Re: [PATCH 0/4] sched/rt: Distribute tasks in find_lowest_rq()

From: Valentin Schneider
Date: Tue Apr 14 2020 - 14:59:31 EST


Hi,

On 14/04/20 16:05, Qais Yousef wrote:
> Now that we have a proper function that returns a 'random' CPU in a mask [1]
> utilize that in find_lowest_rq() to solve the thundering herd issue described
> in this thread
>
> https://lore.kernel.org/lkml/20200219140243.wfljmupcrwm2jelo@e107158-lin/
>
> But as a pre-amble, I noticed that the new cpumask_any_and_distribute() is
> actually an alias for cpumask_any_and() which is documented as returning
> a 'random' cpu but actually just does cpumask_first_and().
>
> The first 3 patches cleanup the API so that the whole family of
> cpumask_any*() take advantage of the new 'random' behavior

I'm a bit wary about such blanket changes.
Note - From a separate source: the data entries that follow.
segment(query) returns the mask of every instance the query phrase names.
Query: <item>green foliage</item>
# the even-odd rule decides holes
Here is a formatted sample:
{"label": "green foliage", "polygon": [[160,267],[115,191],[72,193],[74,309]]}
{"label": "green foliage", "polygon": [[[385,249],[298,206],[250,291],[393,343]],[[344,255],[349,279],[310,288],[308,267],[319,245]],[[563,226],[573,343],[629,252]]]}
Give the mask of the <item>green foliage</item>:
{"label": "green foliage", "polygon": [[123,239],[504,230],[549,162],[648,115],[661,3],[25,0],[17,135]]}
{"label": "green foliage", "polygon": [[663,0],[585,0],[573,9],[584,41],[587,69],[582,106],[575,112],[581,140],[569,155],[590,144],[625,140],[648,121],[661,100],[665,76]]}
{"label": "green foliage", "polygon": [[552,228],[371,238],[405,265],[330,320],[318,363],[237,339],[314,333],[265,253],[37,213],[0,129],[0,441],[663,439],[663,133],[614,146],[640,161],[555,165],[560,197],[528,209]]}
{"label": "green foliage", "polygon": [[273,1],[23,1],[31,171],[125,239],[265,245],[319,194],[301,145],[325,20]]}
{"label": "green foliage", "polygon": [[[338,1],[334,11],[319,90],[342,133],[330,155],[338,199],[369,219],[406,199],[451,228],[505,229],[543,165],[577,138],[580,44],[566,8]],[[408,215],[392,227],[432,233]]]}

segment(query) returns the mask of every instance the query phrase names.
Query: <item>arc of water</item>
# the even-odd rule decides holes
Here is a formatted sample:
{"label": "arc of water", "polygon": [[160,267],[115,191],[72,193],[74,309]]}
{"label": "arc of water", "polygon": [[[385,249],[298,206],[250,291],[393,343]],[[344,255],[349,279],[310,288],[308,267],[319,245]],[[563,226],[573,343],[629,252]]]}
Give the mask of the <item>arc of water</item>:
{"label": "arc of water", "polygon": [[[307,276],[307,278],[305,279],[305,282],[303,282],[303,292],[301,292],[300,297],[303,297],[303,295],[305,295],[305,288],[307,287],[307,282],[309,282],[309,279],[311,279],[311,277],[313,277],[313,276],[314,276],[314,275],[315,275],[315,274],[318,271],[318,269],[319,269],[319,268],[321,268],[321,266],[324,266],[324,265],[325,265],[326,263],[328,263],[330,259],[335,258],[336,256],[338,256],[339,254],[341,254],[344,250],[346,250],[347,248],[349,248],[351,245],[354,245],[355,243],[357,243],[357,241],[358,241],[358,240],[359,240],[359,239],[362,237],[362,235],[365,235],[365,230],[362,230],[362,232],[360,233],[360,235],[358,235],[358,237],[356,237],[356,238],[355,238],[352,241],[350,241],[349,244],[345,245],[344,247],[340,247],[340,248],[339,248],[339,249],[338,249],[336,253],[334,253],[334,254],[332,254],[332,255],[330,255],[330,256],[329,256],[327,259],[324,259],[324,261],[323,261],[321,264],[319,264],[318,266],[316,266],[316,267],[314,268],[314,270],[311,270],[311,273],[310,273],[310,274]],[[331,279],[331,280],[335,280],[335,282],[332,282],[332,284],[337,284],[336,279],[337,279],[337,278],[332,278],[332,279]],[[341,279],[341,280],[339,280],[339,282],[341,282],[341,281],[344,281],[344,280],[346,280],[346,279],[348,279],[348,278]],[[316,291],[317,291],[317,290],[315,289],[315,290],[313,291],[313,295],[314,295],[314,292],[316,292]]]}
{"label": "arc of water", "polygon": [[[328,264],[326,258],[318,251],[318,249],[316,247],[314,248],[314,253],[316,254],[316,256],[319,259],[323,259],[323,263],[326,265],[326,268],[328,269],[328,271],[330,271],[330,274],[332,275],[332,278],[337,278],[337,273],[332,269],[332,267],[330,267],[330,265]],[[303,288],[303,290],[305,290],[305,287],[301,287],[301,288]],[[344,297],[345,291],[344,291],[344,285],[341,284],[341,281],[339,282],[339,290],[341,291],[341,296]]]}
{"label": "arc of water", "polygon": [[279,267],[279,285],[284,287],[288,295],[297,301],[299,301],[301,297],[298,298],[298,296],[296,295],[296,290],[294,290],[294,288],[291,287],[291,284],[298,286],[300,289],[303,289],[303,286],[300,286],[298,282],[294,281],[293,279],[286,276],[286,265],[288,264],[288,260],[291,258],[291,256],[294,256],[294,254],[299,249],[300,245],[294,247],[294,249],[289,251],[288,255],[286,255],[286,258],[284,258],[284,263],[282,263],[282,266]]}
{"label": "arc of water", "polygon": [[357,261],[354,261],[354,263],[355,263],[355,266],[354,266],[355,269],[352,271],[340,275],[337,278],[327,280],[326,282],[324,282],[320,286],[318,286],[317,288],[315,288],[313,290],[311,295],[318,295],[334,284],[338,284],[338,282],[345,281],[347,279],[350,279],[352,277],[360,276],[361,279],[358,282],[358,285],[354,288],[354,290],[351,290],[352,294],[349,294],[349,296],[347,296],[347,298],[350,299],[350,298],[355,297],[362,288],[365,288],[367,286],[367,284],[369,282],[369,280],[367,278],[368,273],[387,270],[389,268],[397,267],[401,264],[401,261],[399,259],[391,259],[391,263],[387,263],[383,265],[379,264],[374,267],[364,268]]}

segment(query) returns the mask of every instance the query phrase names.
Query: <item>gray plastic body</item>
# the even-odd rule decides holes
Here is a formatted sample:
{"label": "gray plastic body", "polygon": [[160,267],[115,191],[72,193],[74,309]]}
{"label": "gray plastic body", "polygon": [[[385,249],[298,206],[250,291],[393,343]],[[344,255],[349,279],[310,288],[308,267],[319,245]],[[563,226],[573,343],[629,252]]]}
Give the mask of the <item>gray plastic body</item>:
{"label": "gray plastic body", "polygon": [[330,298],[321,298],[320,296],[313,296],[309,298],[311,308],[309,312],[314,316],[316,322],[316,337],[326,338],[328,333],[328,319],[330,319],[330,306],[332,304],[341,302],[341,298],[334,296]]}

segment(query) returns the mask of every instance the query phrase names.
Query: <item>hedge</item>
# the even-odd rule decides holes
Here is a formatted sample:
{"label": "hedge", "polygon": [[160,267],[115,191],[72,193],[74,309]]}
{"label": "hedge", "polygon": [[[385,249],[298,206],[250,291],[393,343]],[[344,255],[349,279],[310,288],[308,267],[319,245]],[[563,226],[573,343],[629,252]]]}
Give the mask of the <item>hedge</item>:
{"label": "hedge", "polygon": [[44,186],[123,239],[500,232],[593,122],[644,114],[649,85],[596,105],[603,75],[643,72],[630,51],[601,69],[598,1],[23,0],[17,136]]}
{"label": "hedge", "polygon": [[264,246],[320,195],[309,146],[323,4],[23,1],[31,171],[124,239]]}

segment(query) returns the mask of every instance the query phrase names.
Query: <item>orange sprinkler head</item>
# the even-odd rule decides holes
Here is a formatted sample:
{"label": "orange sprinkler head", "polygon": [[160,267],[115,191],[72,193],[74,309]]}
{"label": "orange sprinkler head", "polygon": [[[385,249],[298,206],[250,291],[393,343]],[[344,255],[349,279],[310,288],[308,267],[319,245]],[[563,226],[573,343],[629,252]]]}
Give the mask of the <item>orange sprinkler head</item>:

I feel like most places impacted
by this change don't gain anything by using the random thing. In sched land
that would be:

- The single cpumask_any() in core.c::select_task_rq()
- Pretty much any function that wants a CPU id to dereference a
root_domain; there's some of them in deadline.c, topology.c

Looking some more into it, there's shadier things:

- cpufreq_offline() uses cpumask_any() to figure out the new policy
leader... That one should be cpumask_first()
- gic_set_affinity() uses cpumask_any_and() (in the common case). If this
starts using randomness, you will stop affining e.g. all SPIs to CPU0
by default (!!!)
- ... and there might be more

I think people went with cpumask_any_* mostly because there is just
cpumask_first() while there are more cpumask_any_* variants, and since
those have been returning the first set CPU for over a decade people just
went with it.

To move this forward, I would suggest renaming the current cpumask_any_*()
into cpumask_first_*(), and THEN introduce the new pseudo-random
ones. People are then free to hand-fix specific locations if it makes sense
there, like you're doing for RT.

I think it's safe to say the vast majority of the current callers do not
require randomness - the exceptions should mainly be scheduler / workqueues
and the like.

> and in patch
> 4 I convert the cpumask_first_and() --> cpumask_any_and() in find_lowest_rq()
> to allow to better distribute the RT tasks that wake up simultaneously.
>
> [1] https://lore.kernel.org/lkml/20200311010113.136465-1-joshdon@xxxxxxxxxx/
>
> CC: Juri Lelli <juri.lelli@xxxxxxxxxx>
> CC: Vincent Guittot <vincent.guittot@xxxxxxxxxx>
> CC: Dietmar Eggemann <dietmar.eggemann@xxxxxxx>
> CC: Steven Rostedt <rostedt@xxxxxxxxxxx>
> CC: Ben Segall <bsegall@xxxxxxxxxx>
> CC: Mel Gorman <mgorman@xxxxxxx>
> CC: Andrew Morton <akpm@xxxxxxxxxxxxxxxxxxxx>
> CC: Thomas Gleixner <tglx@xxxxxxxxxxxxx>
> CC: Yury Norov <yury.norov@xxxxxxxxx>
> CC: Paul Turner <pjt@xxxxxxxxxx>
> CC: Alexey Dobriyan <adobriyan@xxxxxxxxx>
> CC: Josh Don <joshdon@xxxxxxxxxx>
> CC: Pavan Kondeti <pkondeti@xxxxxxxxxxxxxx>
> CC: linux-kernel@xxxxxxxxxxxxxxx
>
> Qais Yousef (4):
> cpumask: Rename cpumask_any_and_distribute
> cpumask: Make cpumask_any() truly random
> cpumask: Convert cpumask_any_but() to the new random function
> sched/rt: Better distribute tasks that wakeup simultaneously
>
> include/linux/cpumask.h | 33 ++++++-----------
> kernel/sched/core.c | 2 +-
> kernel/sched/rt.c | 4 +-
> lib/cpumask.c | 82 +++++++++++++++++++++++++++--------------
> 4 files changed, 68 insertions(+), 53 deletions(-)